The court then considered whether Vimeo established that it met the requirements of safe harbor protection under section 512(c), which only provides a defense for infringement claims “by reason of the storage at the direction of a user of material that resides on a system … controlled … by the service provider.” The court found a triable issue as to whether Vimeo was not entitled to safe harbor protection as to 10 of the videos at issue, which were uploaded by Vimeo employees, stating that reasonable minds could differ as to whether the employees uploaded these videos in their personal capacities (making them users for the purposes of the safe harbor) or in their capacities as agents for Vimeo (which would remove them from the safe harbor protection). The court rejected plaintiff’s assertion that because Vimeo permits downloading of videos on its site, it does not provide “storage” pursuant to section 512(c), concluding that no authority supported the automatic denial of the safe harbor protections simply because a service allows its users to download content.

Section 512(c) requires that Vimeo establish that (1) it does not have “actual knowledge” of the infringement; (2) in the absence of such actual knowledge, it is not aware of facts or circumstances from which infringing activity is apparent (also known as “red flag knowledge”); and (3) it acts expeditiously to remove access to the infringing material upon obtaining such awareness. For 55 of the videos, Vimeo employees had interacted with the postings, including commenting on the videos or “liking” them. For those videos, the court found a triable issue as to whether Vimeo acquired actual or “red flag” knowledge of the infringing content. The court granted Vimeo summary judgment for the remaining videos, with which Vimeo employees indisputably did not interact. The court also noted that plaintiffs did not provide evidence that Vimeo was willfully blind to the infringement.
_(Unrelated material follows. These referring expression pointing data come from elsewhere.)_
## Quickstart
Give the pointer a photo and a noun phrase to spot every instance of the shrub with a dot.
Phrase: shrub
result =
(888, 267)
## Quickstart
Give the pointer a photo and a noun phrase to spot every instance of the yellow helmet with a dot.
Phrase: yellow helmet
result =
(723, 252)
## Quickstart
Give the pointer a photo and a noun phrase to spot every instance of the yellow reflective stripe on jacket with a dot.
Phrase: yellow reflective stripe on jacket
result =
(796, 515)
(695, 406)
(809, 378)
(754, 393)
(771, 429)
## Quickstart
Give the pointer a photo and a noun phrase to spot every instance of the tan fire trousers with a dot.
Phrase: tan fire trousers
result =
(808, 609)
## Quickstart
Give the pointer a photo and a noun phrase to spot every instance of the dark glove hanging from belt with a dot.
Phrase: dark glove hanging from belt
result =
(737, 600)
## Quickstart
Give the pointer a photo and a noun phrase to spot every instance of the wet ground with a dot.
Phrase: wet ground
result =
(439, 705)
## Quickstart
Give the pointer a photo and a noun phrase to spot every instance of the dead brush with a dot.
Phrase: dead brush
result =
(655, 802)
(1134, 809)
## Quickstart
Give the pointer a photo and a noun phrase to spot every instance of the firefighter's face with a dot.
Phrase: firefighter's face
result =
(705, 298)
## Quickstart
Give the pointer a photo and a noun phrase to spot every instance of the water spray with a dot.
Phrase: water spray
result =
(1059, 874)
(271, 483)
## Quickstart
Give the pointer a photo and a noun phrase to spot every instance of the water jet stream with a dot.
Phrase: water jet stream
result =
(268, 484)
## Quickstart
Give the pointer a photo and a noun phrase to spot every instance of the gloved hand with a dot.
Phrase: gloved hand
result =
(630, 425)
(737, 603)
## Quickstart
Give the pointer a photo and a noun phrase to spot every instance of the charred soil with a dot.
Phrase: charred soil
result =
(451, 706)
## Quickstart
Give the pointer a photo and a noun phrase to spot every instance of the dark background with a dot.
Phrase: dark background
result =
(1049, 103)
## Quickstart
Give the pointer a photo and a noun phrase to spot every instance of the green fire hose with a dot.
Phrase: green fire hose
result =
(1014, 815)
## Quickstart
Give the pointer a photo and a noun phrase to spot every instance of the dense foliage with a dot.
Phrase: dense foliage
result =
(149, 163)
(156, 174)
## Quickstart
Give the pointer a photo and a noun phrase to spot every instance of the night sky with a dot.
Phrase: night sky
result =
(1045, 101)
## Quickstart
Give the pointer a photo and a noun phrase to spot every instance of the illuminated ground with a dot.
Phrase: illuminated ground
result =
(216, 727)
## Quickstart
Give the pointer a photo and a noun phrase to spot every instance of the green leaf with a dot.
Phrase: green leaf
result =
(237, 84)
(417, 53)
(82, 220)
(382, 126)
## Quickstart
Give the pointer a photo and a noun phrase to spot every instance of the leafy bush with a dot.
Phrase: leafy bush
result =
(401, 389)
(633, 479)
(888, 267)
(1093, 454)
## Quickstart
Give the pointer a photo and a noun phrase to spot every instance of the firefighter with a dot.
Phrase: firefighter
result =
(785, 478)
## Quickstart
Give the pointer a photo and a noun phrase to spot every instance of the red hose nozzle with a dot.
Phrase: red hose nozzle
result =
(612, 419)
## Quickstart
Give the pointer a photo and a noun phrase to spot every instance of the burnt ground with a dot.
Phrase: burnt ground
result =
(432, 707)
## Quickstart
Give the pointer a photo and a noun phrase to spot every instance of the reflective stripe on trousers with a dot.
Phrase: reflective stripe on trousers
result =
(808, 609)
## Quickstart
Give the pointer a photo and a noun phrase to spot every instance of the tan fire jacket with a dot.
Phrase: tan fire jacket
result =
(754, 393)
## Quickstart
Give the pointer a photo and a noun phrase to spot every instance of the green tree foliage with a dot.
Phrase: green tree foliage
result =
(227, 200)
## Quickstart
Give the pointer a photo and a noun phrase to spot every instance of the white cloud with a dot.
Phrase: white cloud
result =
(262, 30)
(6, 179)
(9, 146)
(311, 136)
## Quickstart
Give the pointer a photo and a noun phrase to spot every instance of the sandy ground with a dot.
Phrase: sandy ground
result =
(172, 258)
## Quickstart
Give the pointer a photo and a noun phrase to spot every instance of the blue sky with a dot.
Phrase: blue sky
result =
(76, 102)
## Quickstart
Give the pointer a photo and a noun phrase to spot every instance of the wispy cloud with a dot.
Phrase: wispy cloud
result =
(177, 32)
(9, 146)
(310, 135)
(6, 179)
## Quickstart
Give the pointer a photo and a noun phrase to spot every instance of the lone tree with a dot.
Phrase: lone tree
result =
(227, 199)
Section 512(c) requires that Vimeo establish that it does not have a right and ability to control the infringing activity and does not receive a financial benefit directly attributable to that infringing activity. The court held that under the tests articulated in Perfect 10, Inc. v. Cybernet Ventures, Inc., 213 F. Supp. 2d 1146 (C.D. Cal. 2002) and Metro-Goldwyn-Mayer Studios Inc. v. Grokster, Ltd., 545 U.S. 913 (2005), there was no triable issue of fact – Vimeo did not exert substantial influence on user activity via its monitoring program or through inducement.

Finally, section 512(c) requires that Vimeo expeditiously remove access to infringing material after being notified of it. The court held that Vimeo met this requirement by removing the infringing material the same day that it received two separate notices of infringement from plaintiffs and within a few weeks after receiving a third notice of infringement from plaintiffs.

Noting that the DMCA safe harbors do not apply to pre-1972 sound recordings, the court granted summary judgment to Vimeo for all the remaining 144 videos, except those containing sound recordings made prior to 1972, and granted plaintiffs’ cross-motion for partial summary judgment as to those videos.